Asean and the European Union have very different social and economic characteristics.
Based on GDP, the economic power of the EU is more than nine times that of Asean. The EU began its integration in 1958, long before the Bangkok Declaration of Asean in 1967. But despite the differences, the EU debt crisis may offer valuable lessons for Asean.
The euro-zone mess was triggered by a complex set of factors. Yet, although economists might argue over the real cause of the crisis, there are at least three interrelated factors that Asean can take lessons from.
First is the disparity in economic competitiveness of member countries. It creates trade imbalances. Strong economies, such as Germany, have exports whose value far exceeds their imports. At the same time, weak economies such as Portugal, Ireland, Italy, Greece and Spain (PIIGS) are in the opposite condition.
PIIGS exports have lost competitiveness in the global market, forcing them to rely more on borrowing to finance their trade deficits. The euro, as a single currency, exacerbates the situation since the PIIGS cannot independently devalue their currency to make their products cheaper.
Because of the persisting trade imbalances, weak countries have accumulated debts until reaching a point where they cannot pay anymore. This behaviour was driven by the fact that the incentive to borrow increased thanks to the decreasing interest rate after they joined the euro.
The second factor to learn from in the crisis is the lack of commitment from EU leaders. The 1992 Maastricht Treaty explicitly says that euro members must stick to a maximum 3 per cent of GDP in annual borrowing limits and 60 per cent debt-to-GDP ratio to ensure the stability of the euro-zone and prevent reckless fiscal behavior. Years later, everyone seems to have forgotten they ever had such limits.
Needless to say, Greece ignored this restriction, resulting in a budget deficit of 12 per cent of GDP and 160 per cent debt-to-GDP ratio. Critics have accused Greece of manipulating the Maastricht rule by using complex derivatives and financial engineering. But what bothers us are Germany and France, the two biggest countries in the euro zone. They also exceeded the rules, by creating budget deficits of 4 and 7 per cent, respectively, and debt-to-GDP ratios of 83 and 82 per cent. This leads us to the conclusion that EU leaders cannot maintain their own rules.
Last week, EU member countries signed a landmark fiscal-compact treaty to improve on previous agreements. It tightens the rules and grants the European Court of Justice the right to check whether countries are implementing budget limits properly, as well as creating an automatic mechanism to force countries to correct their budgets. It remains to be seen whether these new rules will be consistently and successfully implemented.
The third main cause of the EU’s malaise is the loss of confidence by its members. This factor is a common response to the previous factors. Markets have become anxious over whether the euro currency can survive and whether EU leaders are capable of containing the crisis. The interest-rate indicators show that euro-zone countries have reached the highest point since the inception of the single currency, meaning the public does not have much faith in the euro economy.

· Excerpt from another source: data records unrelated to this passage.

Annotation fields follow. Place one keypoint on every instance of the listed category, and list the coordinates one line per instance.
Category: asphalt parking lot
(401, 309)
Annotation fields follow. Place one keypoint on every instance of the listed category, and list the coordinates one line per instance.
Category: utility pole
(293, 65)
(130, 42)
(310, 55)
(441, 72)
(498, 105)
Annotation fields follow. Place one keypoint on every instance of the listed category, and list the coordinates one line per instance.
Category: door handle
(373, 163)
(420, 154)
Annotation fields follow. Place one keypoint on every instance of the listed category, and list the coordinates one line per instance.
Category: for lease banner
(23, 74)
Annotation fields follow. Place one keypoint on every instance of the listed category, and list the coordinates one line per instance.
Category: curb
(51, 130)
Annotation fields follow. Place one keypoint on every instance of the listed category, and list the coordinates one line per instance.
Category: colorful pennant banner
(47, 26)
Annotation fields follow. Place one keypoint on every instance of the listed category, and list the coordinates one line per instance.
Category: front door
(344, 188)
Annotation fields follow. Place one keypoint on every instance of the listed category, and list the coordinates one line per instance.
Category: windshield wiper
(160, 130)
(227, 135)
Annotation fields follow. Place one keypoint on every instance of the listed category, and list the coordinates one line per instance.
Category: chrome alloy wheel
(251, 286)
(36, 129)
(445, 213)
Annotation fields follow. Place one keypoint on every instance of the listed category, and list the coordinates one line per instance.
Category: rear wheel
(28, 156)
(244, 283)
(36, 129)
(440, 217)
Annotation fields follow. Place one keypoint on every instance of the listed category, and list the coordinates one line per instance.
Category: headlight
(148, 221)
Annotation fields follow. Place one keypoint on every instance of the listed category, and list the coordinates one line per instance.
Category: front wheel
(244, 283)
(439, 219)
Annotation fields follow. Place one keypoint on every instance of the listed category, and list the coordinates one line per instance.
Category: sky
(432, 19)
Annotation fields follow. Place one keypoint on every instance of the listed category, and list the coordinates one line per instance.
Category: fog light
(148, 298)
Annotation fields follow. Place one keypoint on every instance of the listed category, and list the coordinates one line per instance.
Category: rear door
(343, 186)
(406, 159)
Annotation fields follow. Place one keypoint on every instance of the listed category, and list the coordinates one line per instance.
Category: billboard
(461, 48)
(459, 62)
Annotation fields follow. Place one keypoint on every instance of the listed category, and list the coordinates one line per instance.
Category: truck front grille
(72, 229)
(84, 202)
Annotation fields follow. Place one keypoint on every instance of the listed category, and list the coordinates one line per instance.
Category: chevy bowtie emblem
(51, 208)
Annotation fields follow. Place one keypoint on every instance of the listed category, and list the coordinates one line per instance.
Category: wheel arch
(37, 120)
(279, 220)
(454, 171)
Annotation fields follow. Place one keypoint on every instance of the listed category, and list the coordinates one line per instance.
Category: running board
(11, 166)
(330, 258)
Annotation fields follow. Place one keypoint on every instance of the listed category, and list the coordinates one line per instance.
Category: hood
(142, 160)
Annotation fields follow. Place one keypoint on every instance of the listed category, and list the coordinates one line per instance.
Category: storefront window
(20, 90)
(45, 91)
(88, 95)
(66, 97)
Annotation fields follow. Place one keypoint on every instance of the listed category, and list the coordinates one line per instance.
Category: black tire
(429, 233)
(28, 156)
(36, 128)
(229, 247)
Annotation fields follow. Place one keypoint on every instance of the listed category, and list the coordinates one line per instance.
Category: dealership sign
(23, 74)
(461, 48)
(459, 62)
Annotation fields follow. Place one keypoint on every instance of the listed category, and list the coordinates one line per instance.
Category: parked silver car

Concern that things are getting worse has loomed large since rating agencies responded to the crisis by reducing the credit ratings of several EU countries to below investment grade, or “junk” – although critics say the rating agencies have overreacted, since they did not give a proper warning before the crisis exploded.
Asean is the most integrated regional organisation in the developing world. The EU might not be the right role model for its economic development but, undeniably, the euro-zone crisis can give an insight on how economic integration should be handled with care.
The main important lesson for Asean is that every integration should start with efforts to reach the same economic development in each member state. It is important to avoid the economic imbalance that has afflicted the euro zone. If Asean wants to deepen its integration, it must ensure that all member states grow economically at a similar pace that leaves no country behind.
For now, economic imbalance among Asean member states may have little influence on the region’s development. Among Asean countries, trade with external partners is far more significant than intra-Asean trade, so member states seem more vulnerable to shock outside Asean rather than inside the region. But, in the future, this condition will evolve as Asean becomes more integrated.
Sustainable growth in a region can only be achieved if all member states are at a similar stage of development.
Learning from the EU debacle, Asean should also create a mechanism to ensure fast and proper response when a crisis occurs. Asean needs to build up credibility so that markets believe the grouping can handle a crisis well.
Resisting globalisation is as fruitless as defying the law of gravity. Economic integration is inevitable and trade agreements are necessary to make products competitive in the global market. But the more integrated a region is, the more vulnerable its countries are to each other’s internal problems. Thus Asean must step carefully on the road to full integration if the journey is to bring more good than harm. –Rudi Winandoko, The Jakarta Post
Rudi Winandoko is a diplomat at the Indonesian foreign ministry.